SUMMARY OF BACKGROUND DATA
Cage subsidence occurs in approximately 20% of spinal fusion patients and can lead to complications requiring reoperation. While individual risk factors are known, no validated tool integrates patient anatomy, bone quality, and implant characteristics to predict subsidence. Finite element models have been hypothesized to predict subsidence but lack clinical validation.
METHODS
Patient-specific FE models were created from preoperative CT scans of 42 TLIF patients: N=22 Severe subsidence (≥4 mm); N=20 Non-severe subsidence (<4 mm). Vertebral geometries were segmented, and bone material properties were assigned based on Hounsfield units (HU). Cage positions from postoperative scans were registered to preoperative anatomy. Endplate and trabecular stresses and strains from FE models were compared to clinical measures using receiver operating characteristic analysis.
RESULTS
15 Principal stresses and strains of the FE simulations showed significantly higher values in severely subsided patients compared to the Non-Severe group.

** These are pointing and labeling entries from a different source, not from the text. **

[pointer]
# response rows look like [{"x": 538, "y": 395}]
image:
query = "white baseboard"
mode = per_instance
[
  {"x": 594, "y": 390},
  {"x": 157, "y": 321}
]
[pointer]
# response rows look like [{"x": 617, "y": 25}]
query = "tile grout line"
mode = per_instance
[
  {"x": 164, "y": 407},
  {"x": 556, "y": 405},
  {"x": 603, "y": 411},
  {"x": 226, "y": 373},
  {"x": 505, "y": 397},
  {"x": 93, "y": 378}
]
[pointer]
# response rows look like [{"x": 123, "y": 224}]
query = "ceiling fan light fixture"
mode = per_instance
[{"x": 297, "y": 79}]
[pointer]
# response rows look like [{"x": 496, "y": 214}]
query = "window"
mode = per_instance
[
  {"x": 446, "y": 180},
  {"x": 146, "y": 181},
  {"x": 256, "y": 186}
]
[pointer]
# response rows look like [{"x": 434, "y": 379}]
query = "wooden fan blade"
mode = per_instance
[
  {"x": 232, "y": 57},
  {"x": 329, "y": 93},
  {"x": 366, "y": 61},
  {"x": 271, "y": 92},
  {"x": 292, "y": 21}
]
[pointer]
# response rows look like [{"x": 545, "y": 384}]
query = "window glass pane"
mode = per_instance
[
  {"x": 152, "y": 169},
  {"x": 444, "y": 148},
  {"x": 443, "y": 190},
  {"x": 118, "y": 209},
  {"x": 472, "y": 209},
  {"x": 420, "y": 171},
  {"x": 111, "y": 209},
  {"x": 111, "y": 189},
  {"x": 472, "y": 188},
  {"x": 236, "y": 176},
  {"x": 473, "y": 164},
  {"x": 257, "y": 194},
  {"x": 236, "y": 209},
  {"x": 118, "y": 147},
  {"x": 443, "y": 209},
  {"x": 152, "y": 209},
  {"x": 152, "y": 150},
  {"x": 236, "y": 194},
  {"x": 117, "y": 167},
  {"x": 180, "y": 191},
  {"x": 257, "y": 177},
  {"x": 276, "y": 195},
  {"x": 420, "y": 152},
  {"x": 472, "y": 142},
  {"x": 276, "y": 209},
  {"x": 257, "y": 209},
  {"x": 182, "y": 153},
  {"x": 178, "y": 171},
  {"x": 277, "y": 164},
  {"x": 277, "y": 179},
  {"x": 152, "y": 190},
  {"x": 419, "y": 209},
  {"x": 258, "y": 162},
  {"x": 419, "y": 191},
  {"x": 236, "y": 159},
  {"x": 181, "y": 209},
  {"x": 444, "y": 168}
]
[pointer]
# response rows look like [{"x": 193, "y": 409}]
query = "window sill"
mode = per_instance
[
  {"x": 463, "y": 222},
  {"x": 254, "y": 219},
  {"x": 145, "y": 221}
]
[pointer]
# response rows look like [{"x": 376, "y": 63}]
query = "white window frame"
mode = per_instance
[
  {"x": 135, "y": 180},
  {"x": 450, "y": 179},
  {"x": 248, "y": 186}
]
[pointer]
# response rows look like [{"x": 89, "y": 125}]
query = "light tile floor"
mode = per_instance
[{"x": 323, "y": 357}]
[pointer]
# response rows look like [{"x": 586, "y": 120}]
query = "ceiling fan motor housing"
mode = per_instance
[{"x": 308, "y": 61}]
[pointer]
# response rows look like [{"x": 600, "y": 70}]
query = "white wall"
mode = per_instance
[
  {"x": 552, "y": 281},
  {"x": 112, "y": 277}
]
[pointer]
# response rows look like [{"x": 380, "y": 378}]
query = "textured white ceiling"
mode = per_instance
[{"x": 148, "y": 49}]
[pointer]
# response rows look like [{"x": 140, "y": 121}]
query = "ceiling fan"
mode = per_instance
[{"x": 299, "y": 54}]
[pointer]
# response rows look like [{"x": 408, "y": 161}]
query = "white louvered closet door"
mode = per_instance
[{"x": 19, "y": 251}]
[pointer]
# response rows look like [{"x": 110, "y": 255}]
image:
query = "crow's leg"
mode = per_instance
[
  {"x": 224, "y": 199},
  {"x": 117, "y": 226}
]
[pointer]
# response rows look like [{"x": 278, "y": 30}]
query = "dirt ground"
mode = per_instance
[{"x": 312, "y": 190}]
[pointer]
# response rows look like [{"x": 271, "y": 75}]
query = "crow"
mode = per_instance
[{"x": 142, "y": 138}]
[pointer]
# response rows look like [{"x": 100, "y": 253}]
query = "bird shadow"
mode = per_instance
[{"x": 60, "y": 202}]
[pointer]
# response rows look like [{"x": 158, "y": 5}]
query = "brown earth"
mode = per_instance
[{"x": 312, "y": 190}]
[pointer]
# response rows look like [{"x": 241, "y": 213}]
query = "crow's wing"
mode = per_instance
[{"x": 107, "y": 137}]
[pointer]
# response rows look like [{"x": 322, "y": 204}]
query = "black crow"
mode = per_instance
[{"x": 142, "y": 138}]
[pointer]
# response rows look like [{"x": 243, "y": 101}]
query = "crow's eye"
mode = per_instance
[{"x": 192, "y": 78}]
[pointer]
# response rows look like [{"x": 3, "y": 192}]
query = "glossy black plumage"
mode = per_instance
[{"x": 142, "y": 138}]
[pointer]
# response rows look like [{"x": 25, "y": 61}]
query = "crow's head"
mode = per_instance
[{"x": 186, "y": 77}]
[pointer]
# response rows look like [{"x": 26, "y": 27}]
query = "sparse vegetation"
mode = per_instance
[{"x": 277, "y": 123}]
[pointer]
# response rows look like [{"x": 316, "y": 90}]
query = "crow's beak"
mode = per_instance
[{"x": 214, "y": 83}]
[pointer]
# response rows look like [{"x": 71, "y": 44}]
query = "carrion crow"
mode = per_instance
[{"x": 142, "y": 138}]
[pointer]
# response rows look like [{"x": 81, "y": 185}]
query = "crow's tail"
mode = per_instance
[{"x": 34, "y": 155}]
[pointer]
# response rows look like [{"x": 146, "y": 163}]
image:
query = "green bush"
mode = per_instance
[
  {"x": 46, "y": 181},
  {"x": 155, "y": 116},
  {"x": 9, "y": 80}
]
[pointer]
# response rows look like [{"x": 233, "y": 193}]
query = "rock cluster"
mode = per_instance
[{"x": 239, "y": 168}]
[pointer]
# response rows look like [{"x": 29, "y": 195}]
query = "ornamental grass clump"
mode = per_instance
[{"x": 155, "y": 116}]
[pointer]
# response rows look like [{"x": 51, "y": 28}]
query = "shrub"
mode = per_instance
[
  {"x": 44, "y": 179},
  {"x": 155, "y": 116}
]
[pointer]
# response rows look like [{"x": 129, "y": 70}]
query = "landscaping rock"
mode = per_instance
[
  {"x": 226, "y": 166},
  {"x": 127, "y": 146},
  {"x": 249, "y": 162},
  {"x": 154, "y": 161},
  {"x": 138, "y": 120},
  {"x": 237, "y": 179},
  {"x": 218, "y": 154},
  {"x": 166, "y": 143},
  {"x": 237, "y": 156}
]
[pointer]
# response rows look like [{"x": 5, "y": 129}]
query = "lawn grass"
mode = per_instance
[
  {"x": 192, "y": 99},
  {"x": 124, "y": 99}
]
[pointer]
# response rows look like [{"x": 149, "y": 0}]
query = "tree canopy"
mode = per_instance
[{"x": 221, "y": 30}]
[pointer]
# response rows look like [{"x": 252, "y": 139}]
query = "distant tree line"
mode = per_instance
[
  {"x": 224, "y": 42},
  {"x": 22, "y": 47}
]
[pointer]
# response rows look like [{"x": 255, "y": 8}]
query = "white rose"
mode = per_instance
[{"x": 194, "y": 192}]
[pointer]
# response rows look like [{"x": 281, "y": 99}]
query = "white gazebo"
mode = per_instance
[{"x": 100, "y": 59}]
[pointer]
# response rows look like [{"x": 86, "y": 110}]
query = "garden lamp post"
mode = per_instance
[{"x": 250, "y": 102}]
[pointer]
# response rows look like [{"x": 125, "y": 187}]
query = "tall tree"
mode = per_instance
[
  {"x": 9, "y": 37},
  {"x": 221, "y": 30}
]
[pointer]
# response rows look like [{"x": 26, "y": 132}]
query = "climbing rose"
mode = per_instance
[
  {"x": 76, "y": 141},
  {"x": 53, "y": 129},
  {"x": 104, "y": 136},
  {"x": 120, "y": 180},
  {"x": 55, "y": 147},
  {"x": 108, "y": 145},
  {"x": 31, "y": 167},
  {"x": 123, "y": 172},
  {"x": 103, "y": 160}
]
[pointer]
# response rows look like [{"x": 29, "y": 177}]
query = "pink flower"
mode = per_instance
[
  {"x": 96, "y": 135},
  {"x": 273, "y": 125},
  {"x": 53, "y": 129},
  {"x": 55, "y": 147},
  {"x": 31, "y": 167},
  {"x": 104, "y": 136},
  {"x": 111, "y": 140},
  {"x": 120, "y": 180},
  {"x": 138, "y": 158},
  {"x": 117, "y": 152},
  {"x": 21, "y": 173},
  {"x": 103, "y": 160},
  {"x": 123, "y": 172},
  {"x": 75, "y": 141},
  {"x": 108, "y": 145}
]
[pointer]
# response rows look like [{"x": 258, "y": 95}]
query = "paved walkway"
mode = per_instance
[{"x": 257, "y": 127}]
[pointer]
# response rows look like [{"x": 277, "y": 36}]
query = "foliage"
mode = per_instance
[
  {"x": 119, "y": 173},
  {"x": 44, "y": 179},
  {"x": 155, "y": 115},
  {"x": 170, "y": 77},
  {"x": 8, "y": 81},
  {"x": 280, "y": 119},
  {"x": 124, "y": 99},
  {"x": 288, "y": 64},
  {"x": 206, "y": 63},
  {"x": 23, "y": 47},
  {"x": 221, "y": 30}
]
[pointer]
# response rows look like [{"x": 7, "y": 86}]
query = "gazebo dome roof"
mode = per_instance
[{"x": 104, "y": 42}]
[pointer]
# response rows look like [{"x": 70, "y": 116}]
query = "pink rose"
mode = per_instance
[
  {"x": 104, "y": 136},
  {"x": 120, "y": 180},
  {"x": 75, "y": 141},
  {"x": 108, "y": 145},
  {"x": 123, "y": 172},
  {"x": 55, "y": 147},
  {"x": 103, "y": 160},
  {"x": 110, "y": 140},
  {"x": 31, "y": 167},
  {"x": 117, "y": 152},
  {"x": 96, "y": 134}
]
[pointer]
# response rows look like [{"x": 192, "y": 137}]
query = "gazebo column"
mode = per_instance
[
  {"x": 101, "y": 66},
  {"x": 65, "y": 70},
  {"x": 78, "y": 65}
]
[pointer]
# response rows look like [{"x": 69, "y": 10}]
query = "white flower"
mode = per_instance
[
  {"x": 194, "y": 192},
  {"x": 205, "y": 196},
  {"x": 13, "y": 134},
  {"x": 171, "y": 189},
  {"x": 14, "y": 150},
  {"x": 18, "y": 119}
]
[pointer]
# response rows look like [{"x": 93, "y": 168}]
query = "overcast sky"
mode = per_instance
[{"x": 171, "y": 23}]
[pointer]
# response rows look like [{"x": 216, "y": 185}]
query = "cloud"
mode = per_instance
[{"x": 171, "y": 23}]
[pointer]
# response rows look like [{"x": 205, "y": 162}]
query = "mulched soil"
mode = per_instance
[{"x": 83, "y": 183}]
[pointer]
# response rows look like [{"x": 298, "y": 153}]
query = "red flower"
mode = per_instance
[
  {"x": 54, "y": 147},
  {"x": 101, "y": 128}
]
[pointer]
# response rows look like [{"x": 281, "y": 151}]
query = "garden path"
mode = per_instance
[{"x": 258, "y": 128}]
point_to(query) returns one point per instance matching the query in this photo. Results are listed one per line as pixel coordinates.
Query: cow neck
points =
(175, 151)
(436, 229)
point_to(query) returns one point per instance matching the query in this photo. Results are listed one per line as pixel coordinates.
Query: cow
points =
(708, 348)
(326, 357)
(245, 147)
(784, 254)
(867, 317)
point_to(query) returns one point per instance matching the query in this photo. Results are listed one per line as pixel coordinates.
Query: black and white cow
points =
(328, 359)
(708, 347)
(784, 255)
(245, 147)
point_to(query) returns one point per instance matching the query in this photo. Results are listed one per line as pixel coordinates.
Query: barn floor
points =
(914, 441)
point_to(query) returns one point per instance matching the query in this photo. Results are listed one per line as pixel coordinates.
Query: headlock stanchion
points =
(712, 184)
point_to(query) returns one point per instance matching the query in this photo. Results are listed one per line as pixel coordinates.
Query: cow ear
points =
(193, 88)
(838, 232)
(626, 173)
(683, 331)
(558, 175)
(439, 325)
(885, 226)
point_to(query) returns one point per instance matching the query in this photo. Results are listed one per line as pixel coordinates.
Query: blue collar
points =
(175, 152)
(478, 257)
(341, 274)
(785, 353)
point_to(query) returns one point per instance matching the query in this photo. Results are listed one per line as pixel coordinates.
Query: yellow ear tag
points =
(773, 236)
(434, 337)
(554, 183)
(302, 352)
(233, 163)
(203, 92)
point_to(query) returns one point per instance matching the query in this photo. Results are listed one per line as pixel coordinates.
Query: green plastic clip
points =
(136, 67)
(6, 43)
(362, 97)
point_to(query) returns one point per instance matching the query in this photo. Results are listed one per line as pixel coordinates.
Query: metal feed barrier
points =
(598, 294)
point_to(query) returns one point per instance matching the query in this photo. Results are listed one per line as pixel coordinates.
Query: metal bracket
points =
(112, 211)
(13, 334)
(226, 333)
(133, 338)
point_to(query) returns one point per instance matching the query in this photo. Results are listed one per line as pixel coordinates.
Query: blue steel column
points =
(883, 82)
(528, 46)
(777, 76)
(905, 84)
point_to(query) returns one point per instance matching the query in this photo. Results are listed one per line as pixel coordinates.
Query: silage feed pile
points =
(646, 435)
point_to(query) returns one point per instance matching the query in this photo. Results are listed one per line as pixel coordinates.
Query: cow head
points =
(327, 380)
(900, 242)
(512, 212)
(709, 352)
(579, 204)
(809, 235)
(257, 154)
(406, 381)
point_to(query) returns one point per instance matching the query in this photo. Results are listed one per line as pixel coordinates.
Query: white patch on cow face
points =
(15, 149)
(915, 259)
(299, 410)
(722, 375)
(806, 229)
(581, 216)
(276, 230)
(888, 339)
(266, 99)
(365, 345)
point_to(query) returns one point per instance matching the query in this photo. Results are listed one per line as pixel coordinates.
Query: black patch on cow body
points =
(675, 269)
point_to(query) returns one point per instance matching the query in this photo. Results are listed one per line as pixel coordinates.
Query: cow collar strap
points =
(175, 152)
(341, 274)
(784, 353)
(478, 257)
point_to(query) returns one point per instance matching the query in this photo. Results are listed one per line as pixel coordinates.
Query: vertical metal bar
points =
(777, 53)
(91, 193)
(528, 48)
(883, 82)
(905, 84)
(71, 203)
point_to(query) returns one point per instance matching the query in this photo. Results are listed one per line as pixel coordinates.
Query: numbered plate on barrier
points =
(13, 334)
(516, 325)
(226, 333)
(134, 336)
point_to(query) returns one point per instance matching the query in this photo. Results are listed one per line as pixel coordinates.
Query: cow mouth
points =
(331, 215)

Average trabecular intermediate strain achieved the highest area under curve score (AUC=0.809), outperforming all clinical metrics. Peak endplate minimum principal stress (AUC=0.775) was the second-best FE classifier. Traditional clinical measures showed lower discriminative ability: cage length (AUC=0.797), cage width (AUC=0.750), and cage height (AUC=0.698).
CONCLUSION
Patient-specific FE model outputs significantly correlate with clinical subsidence outcomes and outperform several traditional metrics in classifying severe subsidence. Both endplate and trabecular stresses and strains are important predictors, with average values showing comparable or superior performance to peak values. Integration of FE models into the clinical workflow could provide a comprehensive preoperative subsidence prediction tool.